Manquant de ressources naturelles, la Tunisie, devenue indépendante, se résigne mal à sa condition de parent pauvre du Maghreb. Le contour sud de son territoire, qui l’exclut des zones pétrolifères dont bénéficient l’Algérie et la Libye, lui apparaît comme fondamentalement injustes. Or, la convention franco-turque du 19 mai 1910 fait descendre sa frontière avec la Libye jusqu’à la borne 233, exactement jusqu’à Garet El Hamel, à une quinzaine de kilomètres du sud de Ghadames, tandis que la convention franco-tunisienne de 1955 lui accordent l’autonomie interne en limite le tracé à la borne 220, non loin de Fort Saint.

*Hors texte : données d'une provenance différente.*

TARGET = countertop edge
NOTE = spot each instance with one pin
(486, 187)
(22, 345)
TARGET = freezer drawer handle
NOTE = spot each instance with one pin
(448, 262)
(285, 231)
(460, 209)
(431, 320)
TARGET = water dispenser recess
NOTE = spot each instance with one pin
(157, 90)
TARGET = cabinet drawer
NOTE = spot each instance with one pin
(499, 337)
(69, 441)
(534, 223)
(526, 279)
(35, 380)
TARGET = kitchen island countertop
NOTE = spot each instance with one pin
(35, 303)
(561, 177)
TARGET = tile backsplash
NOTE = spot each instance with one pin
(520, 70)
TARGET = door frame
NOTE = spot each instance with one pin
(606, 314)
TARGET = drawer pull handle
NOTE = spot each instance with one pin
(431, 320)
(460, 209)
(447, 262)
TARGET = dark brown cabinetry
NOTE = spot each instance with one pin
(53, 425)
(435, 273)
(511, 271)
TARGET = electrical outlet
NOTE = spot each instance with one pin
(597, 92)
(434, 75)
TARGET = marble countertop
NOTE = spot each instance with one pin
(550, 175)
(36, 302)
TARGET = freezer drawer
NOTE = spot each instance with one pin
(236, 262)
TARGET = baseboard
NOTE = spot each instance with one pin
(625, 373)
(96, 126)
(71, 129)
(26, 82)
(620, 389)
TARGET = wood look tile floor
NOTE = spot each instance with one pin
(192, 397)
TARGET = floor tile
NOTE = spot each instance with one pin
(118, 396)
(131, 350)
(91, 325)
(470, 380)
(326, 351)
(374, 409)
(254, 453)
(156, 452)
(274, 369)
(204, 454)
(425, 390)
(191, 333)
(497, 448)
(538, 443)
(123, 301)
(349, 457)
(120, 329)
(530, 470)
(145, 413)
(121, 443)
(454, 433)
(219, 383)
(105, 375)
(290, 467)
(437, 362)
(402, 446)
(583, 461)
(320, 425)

L’écart est sans doute dérisoire : une vingtaine de kilomètres carrés. Mais, en revendiquant la borne 233, Bourguiba espère opérer, dans le dispositif frontalier existant, une brèche qu’il élargirait ensuite en adjoignant à cette revendication, purement juridique, une revendication politique. Cette dernière consiste en la suppression d’un tronçon de la frontière algéro-tunisienne entre Bir Romane et Fort Saint. En faisant sauter ce verrou, il deviendrait possible pour lui de se tailler un hinterland entre l’Algérie et la Libye, lequel s’étendrait jusqu’au Niger et comprendrait le gisement d’Edjelé situé à quatre-vingts kilomètres de la borne 233.